Get all the session related jobs from alyx and run them

Parameters:

status__in – lists of status strings to run in

[‘Waiting’, ‘Started’, ‘Errored’, ‘Empty’, ‘Complete’] :param machine: string identifying the machine the task is run on, optional :param clobber: bool, if True any existing logs are overwritten, default is True :param kwargs: arguments passed downstream to run_alyx_task :return: jalyx: list of REST dictionaries of the job endpoints :return: job_deck: list of REST dictionaries of the jobs endpoints :return: all_datasets: list of REST dictionaries of the dataset endpoints

rerun_failed(**kwargs)[source]
rerun(**kwargs)[source]
property name
str2class(task_executable: str)[source]

Convert task name to class.

Parameters:

task_executable (str) – A Task class name, e.g. ‘ibllib.pipes.behavior_tasks.TrialRegisterRaw’.

Returns:

The imported class.

Return type:

class

run_alyx_task(tdict=None, session_path=None, one=None, job_deck=None, max_md5_size=None, machine=None, clobber=True, location='server', mode='log')[source]

Runs a single Alyx job and registers output datasets.

Parameters:
  • tdict (dict) – An Alyx task dictionary to instantiate and run.

  • session_path (str, pathlib.Path) – A session path containing the task input data.

  • one (one.api.OneAlyx) – An instance of ONE.

  • job_deck (list of dict, optional) – A list of all tasks in the same pipeline. If None, queries Alyx to get this.
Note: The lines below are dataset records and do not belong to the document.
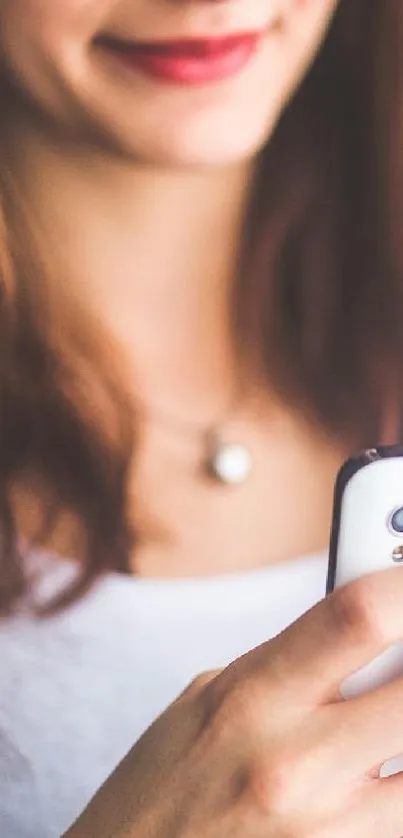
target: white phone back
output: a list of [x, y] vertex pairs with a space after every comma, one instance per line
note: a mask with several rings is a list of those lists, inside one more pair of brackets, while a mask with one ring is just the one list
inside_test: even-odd
[[[403, 456], [374, 459], [360, 467], [342, 490], [332, 588], [395, 564], [403, 533], [390, 527], [393, 513], [403, 508]], [[332, 560], [332, 558], [331, 558]], [[402, 563], [403, 608], [403, 563]], [[403, 675], [403, 642], [390, 647], [342, 684], [346, 698], [359, 695]], [[403, 723], [403, 722], [402, 722]], [[389, 761], [382, 776], [403, 770], [403, 756]]]

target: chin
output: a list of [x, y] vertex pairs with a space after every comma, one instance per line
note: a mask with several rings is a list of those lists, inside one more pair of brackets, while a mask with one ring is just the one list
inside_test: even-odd
[[116, 150], [137, 163], [169, 168], [225, 167], [252, 160], [261, 151], [277, 122], [277, 114], [263, 121], [244, 114], [220, 119], [172, 120], [157, 125], [104, 125]]
[[170, 142], [169, 138], [159, 137], [143, 148], [137, 146], [131, 156], [137, 162], [158, 168], [223, 168], [252, 160], [266, 138], [265, 134], [259, 141], [255, 138], [236, 138], [231, 142], [231, 138], [225, 136], [196, 140], [182, 137], [180, 141]]

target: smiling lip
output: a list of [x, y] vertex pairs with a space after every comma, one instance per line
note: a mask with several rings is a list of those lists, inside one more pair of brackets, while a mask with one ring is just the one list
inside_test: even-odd
[[157, 43], [103, 38], [99, 45], [126, 66], [160, 81], [198, 85], [239, 73], [256, 53], [261, 38], [261, 32]]

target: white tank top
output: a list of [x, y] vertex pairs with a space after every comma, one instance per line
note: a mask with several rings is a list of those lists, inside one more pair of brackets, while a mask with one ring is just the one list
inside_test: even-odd
[[[46, 597], [74, 565], [36, 557]], [[325, 593], [326, 557], [191, 580], [109, 574], [79, 603], [0, 622], [0, 836], [60, 838], [196, 675], [273, 637]]]

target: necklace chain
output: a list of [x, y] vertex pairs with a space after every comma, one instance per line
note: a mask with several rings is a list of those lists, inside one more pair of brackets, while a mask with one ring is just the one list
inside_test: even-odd
[[201, 476], [213, 479], [222, 486], [240, 485], [249, 477], [252, 470], [252, 456], [247, 446], [225, 441], [224, 425], [231, 413], [240, 404], [240, 394], [231, 400], [226, 416], [221, 422], [191, 422], [178, 418], [163, 408], [150, 407], [145, 402], [138, 402], [143, 410], [160, 425], [171, 427], [178, 433], [186, 431], [188, 435], [198, 437], [203, 446], [201, 458]]

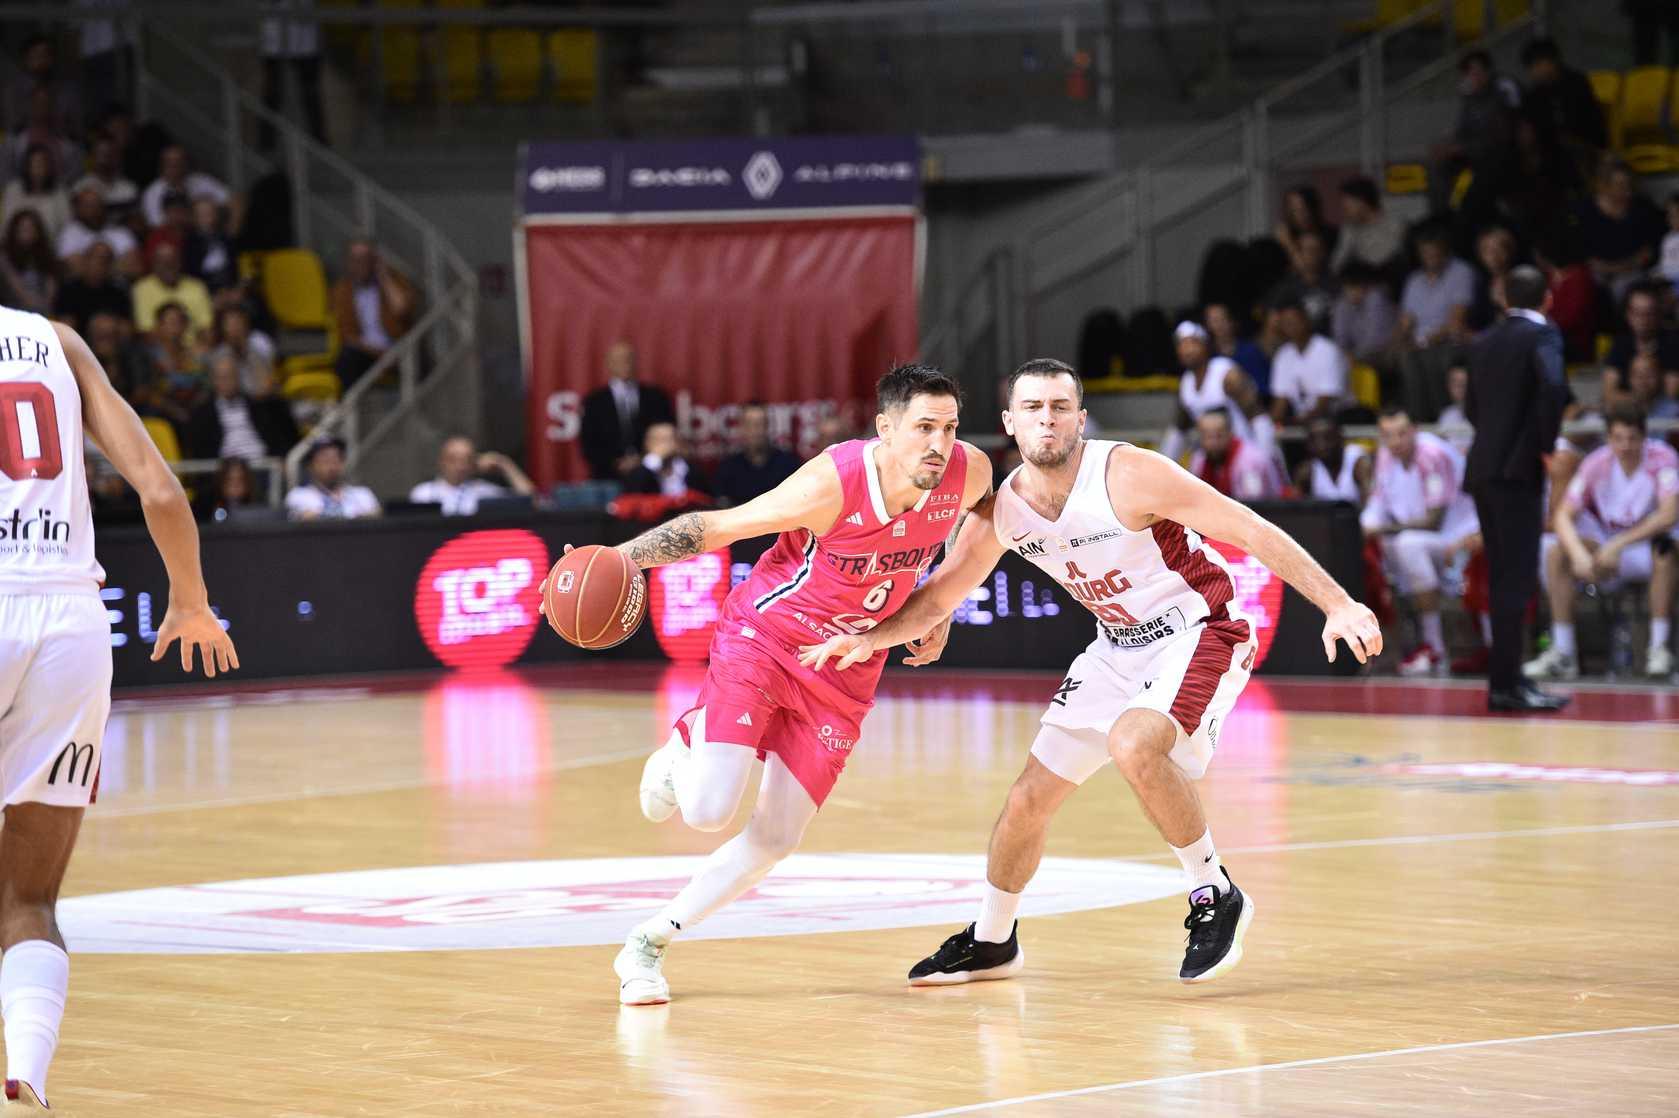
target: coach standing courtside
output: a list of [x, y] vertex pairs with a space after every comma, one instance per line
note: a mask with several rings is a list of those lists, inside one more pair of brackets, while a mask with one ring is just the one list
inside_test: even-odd
[[1568, 397], [1562, 334], [1545, 317], [1551, 298], [1537, 268], [1504, 278], [1506, 313], [1469, 356], [1464, 416], [1475, 428], [1464, 488], [1475, 498], [1492, 580], [1487, 709], [1557, 711], [1568, 705], [1521, 674], [1522, 620], [1539, 586], [1544, 456]]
  • max_md5_size (int, optional) – An optional maximum file size in bytes. Files with sizes larger than this will not have their MD5 checksum calculated to save time.

  • machine (str, optional) – A string identifying the machine the task is run on.

  • clobber (bool, default=True) – If true any existing logs are overwritten on Alyx.

  • location ({'remote', 'server', 'sdsc', 'aws'}) – Where you are running the task, ‘server’ - local lab server, ‘remote’ - any compute node/ computer, ‘sdsc’ - Flatiron compute node, ‘aws’ - using data from AWS S3 node.

  • mode ({'log', 'raise}, default='log') – Behaviour to adopt if an error occurred. If ‘raise’, it will raise the error at the very end of this function (i.e. after having labeled the tasks).

Returns:

  • dict – The updated task dict.

  • list of pathlib.Path – A list of registered datasets.